Eventually he chooses some t-shirts, a jumper, jeans and a pale tan coloured leather jacket, and the Doctor turns his back so that Ianto can get changed.

Ianto doesn't ask where all the clothes come from and the Doctor doesn't volunteer the information. The t-shirt and coat had belonged to Jack and it seems that barely any time has past since he wore them during their brief visit to Cardiff to deal with the Slitheen. While the jeans and jumper had belonged to Fitz, just two of the many things he'd left behind during the long years that they'd lived to together in the TARDIS during the last great Time War.

The Doctor thinks Fitz would have got on well with Ianto, both young men who'd seen more than their fair share of tragedy, Fitz had always had the uncanny knack of making people look on the bright side of things. And Jack, he thinks with a sad smile, would have probably made as pass at him by now, if only to try and cheer him up.

He lets out a slow breath, he misses them so much that actually hurt. Fitz, Jack and Rose. His last three companions. All lost to him one way or another. He's failed them. Well he's not about to let that happen again, not when he'd promised Lisa that he'd keep Ianto safe. 

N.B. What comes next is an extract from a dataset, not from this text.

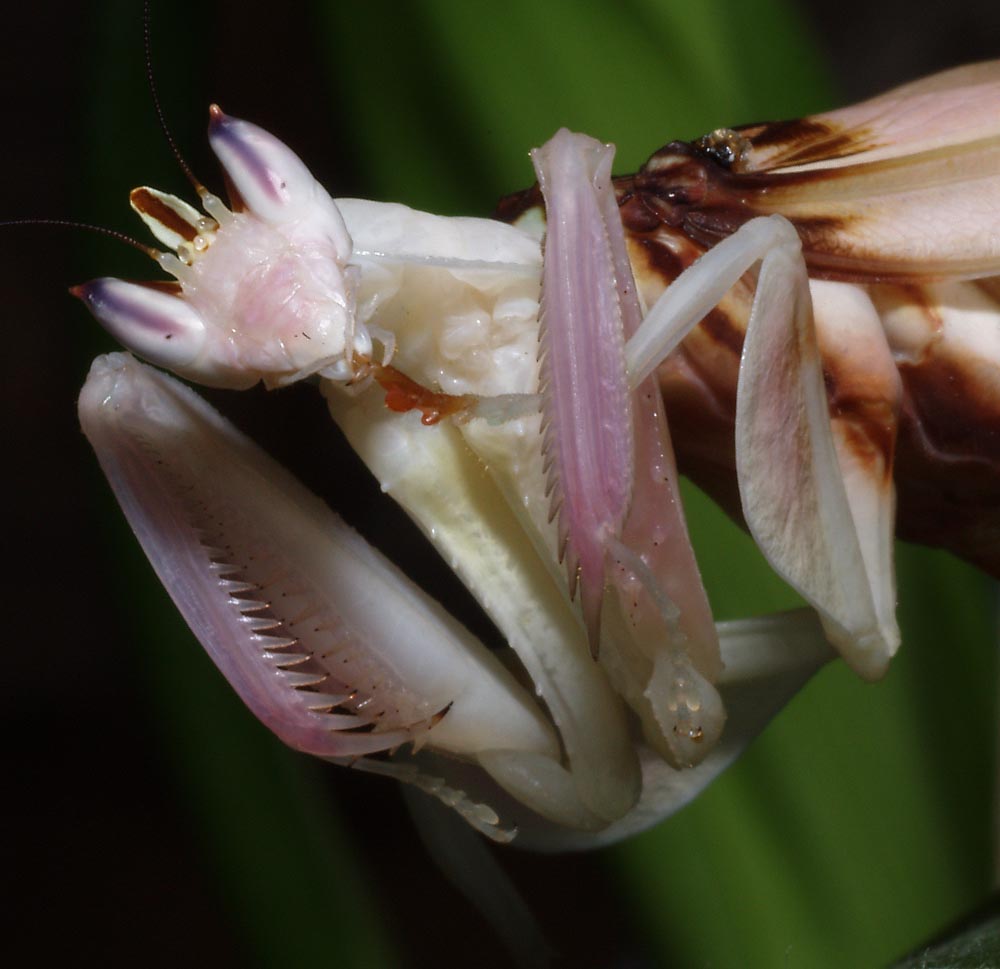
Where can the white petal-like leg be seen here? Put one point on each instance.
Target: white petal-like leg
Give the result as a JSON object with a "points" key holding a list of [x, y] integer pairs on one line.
{"points": [[767, 661], [326, 641], [794, 491]]}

He smiles at Ianto and pats him on the back. "Right then, let find you a phone.”  

A few modifications later and it will call just about wherever and whenever Ianto needs it to. He stay with him the first couple of times he uses it, just to make sure he doesn't do anything stupid like phone his past self to say not to go in to work on the day the Cyberman attacked.

It would be easy to take charge and sort it all out himself, quicker certainly and seeing how distressed some of phone calls made Ianto, part of him thinks it would be kinder too. But he doesn't. As he suspects that this is part of the process of letting go for Ianto, that as painful as it is he needs to do it.

It's easy to provide him with a hotel room for as long as he needs and some clothes. Ianto had politely refused to take any money, saying he'd got enough to cover anything that he might need.  
Considering he'd been half starved and sleeping on the floor of a garage when he'd found him the Doctor doubted it and added fully catered to the hotel reservation. Whether Ianto would bother to eat any of it was another matter, but at least he would feel as if he'd tried. 

With everything arranged and Lisa's body moved to a funeral home with covering paperwork that said she'd died in a car crash, the Doctor takes Ianto back to London.

“I'll come back in a few days,” the Doctor says, wondering why goodbyes like this are always so awkward. With permanent ones you could be as sad as you liked and with temporary ones you didn't need to do much. No, it was in between ones like this take made him feel that he might have got it wrong somehow.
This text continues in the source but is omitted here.